El precandidato demócrata Tulsi Gabbard, de origen hawaiano, ha manifestado su deseo de participar en un Kamayan, al igual que Pete Buttigieg y Elizabeth Warren.

"Esta es una comunidad a menudo ignorada y siento que Elizabeth Warren celebra nuestra existencia y no nos usa como accesorios", dijo Ninna Diaz, una filipina de 27 años que participa en la campaña de la senadora.

Gonzales organizó recientemente reuniones en idioma tagalo para explicar el funcionamiento de las asambleas ciudadanas (caucus) que eligen en algunos estados a los delegados que participarán en la convención demócrata que designará al candidato presidencial del partido.

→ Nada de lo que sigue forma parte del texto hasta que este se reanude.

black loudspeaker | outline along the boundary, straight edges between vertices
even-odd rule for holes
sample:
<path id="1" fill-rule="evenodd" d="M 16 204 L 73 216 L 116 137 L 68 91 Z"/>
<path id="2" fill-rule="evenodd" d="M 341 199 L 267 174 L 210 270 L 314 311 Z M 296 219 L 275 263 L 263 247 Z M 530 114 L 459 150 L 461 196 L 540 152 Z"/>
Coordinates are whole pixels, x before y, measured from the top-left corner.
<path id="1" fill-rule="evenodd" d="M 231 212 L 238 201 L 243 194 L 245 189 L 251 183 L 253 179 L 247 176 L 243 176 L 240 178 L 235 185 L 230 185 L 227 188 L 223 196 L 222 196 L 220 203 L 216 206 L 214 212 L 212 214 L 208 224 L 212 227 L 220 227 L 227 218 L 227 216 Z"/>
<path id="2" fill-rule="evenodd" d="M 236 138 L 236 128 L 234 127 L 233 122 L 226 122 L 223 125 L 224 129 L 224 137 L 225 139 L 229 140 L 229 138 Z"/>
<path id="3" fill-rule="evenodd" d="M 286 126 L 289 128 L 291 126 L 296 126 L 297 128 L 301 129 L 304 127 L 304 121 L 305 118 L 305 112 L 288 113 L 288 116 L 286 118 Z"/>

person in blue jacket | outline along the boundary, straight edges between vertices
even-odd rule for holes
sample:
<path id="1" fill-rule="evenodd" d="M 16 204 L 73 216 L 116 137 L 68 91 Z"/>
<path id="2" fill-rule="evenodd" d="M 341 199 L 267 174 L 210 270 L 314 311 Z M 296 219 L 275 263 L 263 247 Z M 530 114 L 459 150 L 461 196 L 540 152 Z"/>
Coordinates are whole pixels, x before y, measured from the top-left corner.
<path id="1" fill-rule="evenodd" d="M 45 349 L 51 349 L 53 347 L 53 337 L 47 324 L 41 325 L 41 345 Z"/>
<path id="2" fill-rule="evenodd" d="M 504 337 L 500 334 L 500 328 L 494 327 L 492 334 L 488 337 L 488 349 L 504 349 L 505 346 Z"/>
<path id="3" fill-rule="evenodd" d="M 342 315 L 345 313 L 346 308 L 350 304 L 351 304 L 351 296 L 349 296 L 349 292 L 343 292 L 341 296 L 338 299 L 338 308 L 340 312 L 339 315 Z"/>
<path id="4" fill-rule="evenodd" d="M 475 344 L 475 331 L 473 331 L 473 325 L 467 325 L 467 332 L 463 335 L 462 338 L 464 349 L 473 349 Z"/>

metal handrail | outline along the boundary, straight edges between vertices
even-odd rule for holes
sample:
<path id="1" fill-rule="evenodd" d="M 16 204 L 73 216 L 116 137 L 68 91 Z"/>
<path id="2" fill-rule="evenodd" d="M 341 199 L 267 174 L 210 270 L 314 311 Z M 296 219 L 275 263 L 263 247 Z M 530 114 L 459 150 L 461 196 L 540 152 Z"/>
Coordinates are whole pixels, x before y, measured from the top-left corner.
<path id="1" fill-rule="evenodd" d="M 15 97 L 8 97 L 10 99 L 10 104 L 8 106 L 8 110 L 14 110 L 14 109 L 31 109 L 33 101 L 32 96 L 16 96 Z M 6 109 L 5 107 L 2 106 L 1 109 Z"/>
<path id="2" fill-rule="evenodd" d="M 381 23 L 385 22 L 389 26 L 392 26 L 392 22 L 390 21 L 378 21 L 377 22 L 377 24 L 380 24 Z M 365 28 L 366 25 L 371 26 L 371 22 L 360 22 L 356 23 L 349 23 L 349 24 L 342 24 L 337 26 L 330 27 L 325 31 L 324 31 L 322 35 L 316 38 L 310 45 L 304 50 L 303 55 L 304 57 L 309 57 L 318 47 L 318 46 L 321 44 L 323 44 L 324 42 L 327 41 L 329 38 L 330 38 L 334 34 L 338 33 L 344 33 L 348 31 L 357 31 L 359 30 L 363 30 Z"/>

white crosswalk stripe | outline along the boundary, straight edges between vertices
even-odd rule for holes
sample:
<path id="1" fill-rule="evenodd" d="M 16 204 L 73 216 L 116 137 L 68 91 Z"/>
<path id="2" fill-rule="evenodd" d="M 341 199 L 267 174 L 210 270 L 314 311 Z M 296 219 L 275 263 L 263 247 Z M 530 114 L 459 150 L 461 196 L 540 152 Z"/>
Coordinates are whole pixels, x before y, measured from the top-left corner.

"El simple hecho de que muchos políticos me llamen a mí y a otros líderes filipino-estadounidenses muestra que nos estamos volviendo importantes", dijo.

"Nos están prestando atención, porque ahora saben que votamos", señaló. Y agregó: "Nuestra voz solía ser como el chirrido de un ratón (...) Pero ahora nos están escuchando".

En un signo de la creciente visibilidad de su comunidad, Segerblom y otros llevan a cabo una campaña para cambiar el nombre de un tramo del este de Las Vegas que alberga varios restaurantes y tiendas de la comunidad, a Little Filipinotown.

Gonzales recurrió igualmente a uno de los íconos más visibles de esta comunidad: la superestrella mundial del boxeo y senador de Filipinas Manny Pacquiao, quien estuvo en Las Vegas para una pelea en 2014.

"Pudimos llegar a su suite en un hotel y posó con nosotros, sosteniendo nuestra pancarta", dijo Gonzales, quien ahora usa la imagen del boxeador para impulsar las campañas de registro de votantes. "Eso hace que los filipinos se emocionen, e incluso, los que no son filipinos".